Tuesday, September 22, 2020
Opinion Rejects Contention of Hostage in Getaway Car That Liability Exists Based on Her Injuries From Jumping From Moving Vehicle for Fear She Would Be Killed by Bullets Fired by Police
By Sandra Hong, Staff Writer
Two Stockton police officers who shot multiple rounds at a fleeing vehicle with hostages known to be inside acted reasonably based on the circumstances, the Third District Court of Appeal held yesterday, affirming summary judgment in a lawsuit against the officers by one of the hostages.
She alleges the improper use of deadly force compelled her to leap from the speeding vehicle, causing her serious injuries.
“Based on the totality of circumstances surrounding the officer defendants’ conduct, we conclude their respective uses of deadly force were reasonable as a matter of law,” Justice Andrea Lynn Hoch declared in the opinion joined by Acting Presiding Justice Cole Blease and Justice Harry E. Hull Jr.
Hoch’s opinion upholds San Joaquin Superior Court Judge Barbara A. Kronlund’s grant of summary judgment to Stockton police officers Douglas Anderson and Edward Webb and the City of Stockton and its police department.
Stephanie Koussaya was taken hostage, along with Kelly Huber and Misty Holt-Singh on July 16, 2014 by three armed men while working as a teller at a Bank of the West in Stockton. The three men were Alex Martinez, Jaime Ramos, and Gilbert Renteria Jr.
They used all three women as human shields to escape the robbery scene, forcing them into a Ford Explorer belonging to Huber.
A high-speed chase ensued. Huber was pushed out of the vehicle after being shot in the leg by Ramos. Koussaya and Holt-Singh remained captive for more than an hour, during which time Martinez exchanged fire with police.
Koussaya jumped out of the racing vehicle, later explaining she believed she would be killed in gunfire exchange if she didn’t. Minutes later, police officers fired “several hundred rounds” into the vehicle, killing Martinez and Renteria, as well as the remaining hostage, Holt-Singh.
Koussaya’s complaint alleged causes of action for assault and battery, intentional infliction of emotional distress, and general negligence.
Hoch said Anderson and Webb had probable cause to believe fellow officers and bystanders were endangered by Martinez, who was shooting out the back of the speeding vehicle.
“No reasonable juror could conclude otherwise,” Hoch said, citing the 2009 Court of Appeal opinion from the Fourth District’s Div. One in Brown v. Ransweiler.
In Brown, the court deemed a police officer’s use of deadly force against a suspect to be reasonable where there is probable cause to believe that the suspect poses a “significant threat of death or serious physical injury” to the officers or others.
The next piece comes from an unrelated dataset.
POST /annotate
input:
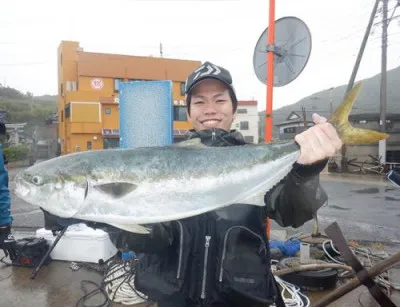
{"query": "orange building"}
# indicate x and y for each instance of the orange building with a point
(88, 86)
Hoch noted Anderson fired at the back of the vehicle after Martinez shot an AK-47 rifle multiple times, disabling at least one police car. Anderson and Martinez exchanged fire at least three times during the pursuit.
Webb fired at Martinez in self-defense, Hoch said, explaining that Martinez fired at Webb’s patrol car, prompting Webb to pull over and return fire.
Koussaya argued that the reasonableness of the officers’ actions could not be determined on summary judgment because they had violated a general departmental order relating to firing at vehicles during high-speed pursuits.
Hoch observed that “the existence of an applicable general order does not establish the standard of care for using deadly force.”
Rather, the standard is set by the 2013 state Supreme Court opinion in Hayes v. San Diego, which describes “reasonableness of an officer’s conduct is determined in light of the totality of circumstances.”
Additionally, violating general orders or rules of an organization does not automatically impute a breach of standard, Hoch said, remarking: “That is not the law.”
Koussaya also contended that there was a violation of a lieutenant’s specific order not to shoot at the vehicle. Hoch noted that while there is a factual dispute as to whether that applied to Anderson—a captain who outranked the lieutenant—“we nevertheless conclude violation of the order was reasonable as a matter of law in these specific circumstances.”
The case is Koussaya v. City of Stockton, C089159.